Cuando los pacientes llegan a este centro porque tienen algún síntoma de la enfermedad, que puede ser fiebre alta, vómitos, diarreas, ojos irritados, dolor muscular o de cabeza, pasan primero a la zona de triaje, donde se les toma la temperatura y se hace una primera revisión. Eso sí, con todas las precauciones. Los médicos no entran en contacto con los enfermos, de los que están a un metro de distancia por un sistema de vallas de plástico. Si se observa que pueden tener ébola, pasan a una segunda zona para casos sospechosos y probables, donde se les realiza la prueba. El laboratorio del centro tarda unas tres horas en tener los resultados y, en el caso de que sea positivo, son ingresados en alguna de las ocho tiendas de lona donde están los enfermos confirmados.

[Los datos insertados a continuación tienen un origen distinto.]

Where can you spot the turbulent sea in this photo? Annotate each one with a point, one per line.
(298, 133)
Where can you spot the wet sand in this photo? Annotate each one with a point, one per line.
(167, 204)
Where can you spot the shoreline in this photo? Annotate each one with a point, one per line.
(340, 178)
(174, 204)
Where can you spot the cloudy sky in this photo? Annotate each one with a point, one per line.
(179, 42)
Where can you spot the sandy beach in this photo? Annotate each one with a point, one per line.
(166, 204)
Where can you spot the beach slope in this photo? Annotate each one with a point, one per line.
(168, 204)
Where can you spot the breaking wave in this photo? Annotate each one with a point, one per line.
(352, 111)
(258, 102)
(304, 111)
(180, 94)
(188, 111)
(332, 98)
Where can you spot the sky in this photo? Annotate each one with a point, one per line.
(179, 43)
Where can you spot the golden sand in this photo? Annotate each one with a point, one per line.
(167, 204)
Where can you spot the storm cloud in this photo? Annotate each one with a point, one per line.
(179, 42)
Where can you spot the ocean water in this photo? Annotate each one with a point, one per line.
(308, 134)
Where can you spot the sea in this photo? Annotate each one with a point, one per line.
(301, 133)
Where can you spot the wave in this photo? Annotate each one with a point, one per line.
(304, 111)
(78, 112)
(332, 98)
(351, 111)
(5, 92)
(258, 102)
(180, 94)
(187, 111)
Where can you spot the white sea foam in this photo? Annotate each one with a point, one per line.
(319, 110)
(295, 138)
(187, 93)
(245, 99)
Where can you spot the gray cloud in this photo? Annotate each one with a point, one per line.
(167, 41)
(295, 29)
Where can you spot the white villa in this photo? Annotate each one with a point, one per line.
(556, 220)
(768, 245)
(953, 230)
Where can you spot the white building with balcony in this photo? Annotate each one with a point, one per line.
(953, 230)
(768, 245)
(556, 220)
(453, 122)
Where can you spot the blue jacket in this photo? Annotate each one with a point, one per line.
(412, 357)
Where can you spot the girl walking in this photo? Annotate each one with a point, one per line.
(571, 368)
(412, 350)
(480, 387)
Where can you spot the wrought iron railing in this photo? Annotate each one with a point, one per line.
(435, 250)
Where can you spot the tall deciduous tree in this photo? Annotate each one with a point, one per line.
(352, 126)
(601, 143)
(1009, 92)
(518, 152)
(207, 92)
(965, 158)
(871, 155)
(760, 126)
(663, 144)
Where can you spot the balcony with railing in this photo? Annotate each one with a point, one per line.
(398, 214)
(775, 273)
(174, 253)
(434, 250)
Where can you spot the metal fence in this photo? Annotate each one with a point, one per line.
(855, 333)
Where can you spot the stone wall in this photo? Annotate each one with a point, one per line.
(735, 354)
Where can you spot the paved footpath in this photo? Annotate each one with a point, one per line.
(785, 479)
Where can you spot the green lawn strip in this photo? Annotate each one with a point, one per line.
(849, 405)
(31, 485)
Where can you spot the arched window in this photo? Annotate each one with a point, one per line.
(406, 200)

Ayer había 47 personas ingresadas, de las que 43 padecen ébola confirmado en laboratorio. Aquí las medidas de seguridad se respetan de manera escrupulosa. Ni uno solo de los 300 trabajadores locales contratados o de los 25 médicos y enfermeros internacionales de MSF se ha contagiado de la enfermedad, pese a tenerla tan cerca. Los protocolos son estrictos. Hay personal específico para vestir y desvestir a los médicos cada vez que entran o salen, desinfección por todas partes, y las prendas reutilizables del traje de protección, como los guantes o las botas, se lavan con especial cuidado y se ponen a secar al sol.

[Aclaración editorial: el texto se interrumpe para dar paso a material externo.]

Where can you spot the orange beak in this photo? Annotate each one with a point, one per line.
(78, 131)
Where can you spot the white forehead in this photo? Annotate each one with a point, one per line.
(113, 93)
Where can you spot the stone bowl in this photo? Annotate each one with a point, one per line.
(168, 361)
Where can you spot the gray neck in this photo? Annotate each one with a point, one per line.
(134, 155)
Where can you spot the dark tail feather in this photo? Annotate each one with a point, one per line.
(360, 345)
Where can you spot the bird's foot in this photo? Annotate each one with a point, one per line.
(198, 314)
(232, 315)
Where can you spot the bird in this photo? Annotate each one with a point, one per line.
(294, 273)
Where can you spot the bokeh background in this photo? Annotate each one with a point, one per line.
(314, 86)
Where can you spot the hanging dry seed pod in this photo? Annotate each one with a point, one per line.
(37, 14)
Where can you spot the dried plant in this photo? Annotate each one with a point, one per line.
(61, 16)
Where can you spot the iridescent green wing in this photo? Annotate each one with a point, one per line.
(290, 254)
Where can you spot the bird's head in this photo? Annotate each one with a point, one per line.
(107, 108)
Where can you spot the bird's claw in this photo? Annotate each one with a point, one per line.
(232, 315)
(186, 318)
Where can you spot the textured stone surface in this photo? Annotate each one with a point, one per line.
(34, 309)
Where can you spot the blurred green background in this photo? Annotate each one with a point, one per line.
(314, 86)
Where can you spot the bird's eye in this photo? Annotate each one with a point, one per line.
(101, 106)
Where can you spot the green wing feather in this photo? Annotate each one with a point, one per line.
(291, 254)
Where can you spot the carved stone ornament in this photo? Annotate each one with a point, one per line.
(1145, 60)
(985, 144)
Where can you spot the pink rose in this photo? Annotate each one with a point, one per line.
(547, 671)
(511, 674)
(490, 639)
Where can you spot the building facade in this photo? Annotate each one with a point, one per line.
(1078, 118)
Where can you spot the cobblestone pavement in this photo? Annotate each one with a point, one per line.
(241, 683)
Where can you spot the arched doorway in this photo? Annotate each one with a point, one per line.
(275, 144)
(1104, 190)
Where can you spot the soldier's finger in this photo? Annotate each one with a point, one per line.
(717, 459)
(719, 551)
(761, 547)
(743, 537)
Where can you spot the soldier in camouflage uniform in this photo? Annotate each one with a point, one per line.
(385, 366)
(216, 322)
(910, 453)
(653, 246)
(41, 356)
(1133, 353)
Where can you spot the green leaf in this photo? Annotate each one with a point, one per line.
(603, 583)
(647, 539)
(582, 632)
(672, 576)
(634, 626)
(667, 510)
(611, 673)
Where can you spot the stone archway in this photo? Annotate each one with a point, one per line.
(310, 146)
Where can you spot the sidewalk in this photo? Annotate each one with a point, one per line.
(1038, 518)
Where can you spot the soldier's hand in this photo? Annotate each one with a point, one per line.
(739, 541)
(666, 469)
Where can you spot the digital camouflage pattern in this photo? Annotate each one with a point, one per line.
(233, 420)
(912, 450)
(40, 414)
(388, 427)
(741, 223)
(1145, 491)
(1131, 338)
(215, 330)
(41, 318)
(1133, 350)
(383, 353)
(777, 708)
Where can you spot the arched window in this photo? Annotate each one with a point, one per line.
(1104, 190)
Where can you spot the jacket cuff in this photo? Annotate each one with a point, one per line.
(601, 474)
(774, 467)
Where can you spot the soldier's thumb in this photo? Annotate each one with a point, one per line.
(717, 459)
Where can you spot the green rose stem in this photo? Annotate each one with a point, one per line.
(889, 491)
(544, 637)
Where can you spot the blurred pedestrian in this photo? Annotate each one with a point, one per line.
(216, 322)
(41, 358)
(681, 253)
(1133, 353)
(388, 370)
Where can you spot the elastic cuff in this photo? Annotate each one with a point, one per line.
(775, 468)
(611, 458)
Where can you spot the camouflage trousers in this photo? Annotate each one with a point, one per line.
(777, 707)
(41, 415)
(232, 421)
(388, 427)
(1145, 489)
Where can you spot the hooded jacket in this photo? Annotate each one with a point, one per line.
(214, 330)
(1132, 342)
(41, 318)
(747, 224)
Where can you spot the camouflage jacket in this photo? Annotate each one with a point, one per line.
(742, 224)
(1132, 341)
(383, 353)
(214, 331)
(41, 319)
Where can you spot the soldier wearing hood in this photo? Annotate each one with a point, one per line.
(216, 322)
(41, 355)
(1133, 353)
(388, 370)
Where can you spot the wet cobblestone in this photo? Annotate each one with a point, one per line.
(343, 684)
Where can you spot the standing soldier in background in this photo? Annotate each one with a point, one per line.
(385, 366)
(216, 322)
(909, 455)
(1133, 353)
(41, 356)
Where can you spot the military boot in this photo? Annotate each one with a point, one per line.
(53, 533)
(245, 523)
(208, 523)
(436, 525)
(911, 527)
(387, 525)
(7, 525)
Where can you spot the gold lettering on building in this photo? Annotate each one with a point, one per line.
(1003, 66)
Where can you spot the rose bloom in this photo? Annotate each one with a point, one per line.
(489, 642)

Siri Baye es una médica noruega de un equipo de Cruz Roja que está recibiendo formación en Kailahun. Es la primera vez que ve el ébola de cerca. “Médicos Sin Fronteras está haciendo un trabajo increíble”, asegura mientras se quita el conocido como traje de astronauta, “ahí dentro todo va más lento, pero es seguro para nosotros. No puedes actuar con los pacientes de manera normal, pero sabes que estás haciendo por ellos todo lo posible”.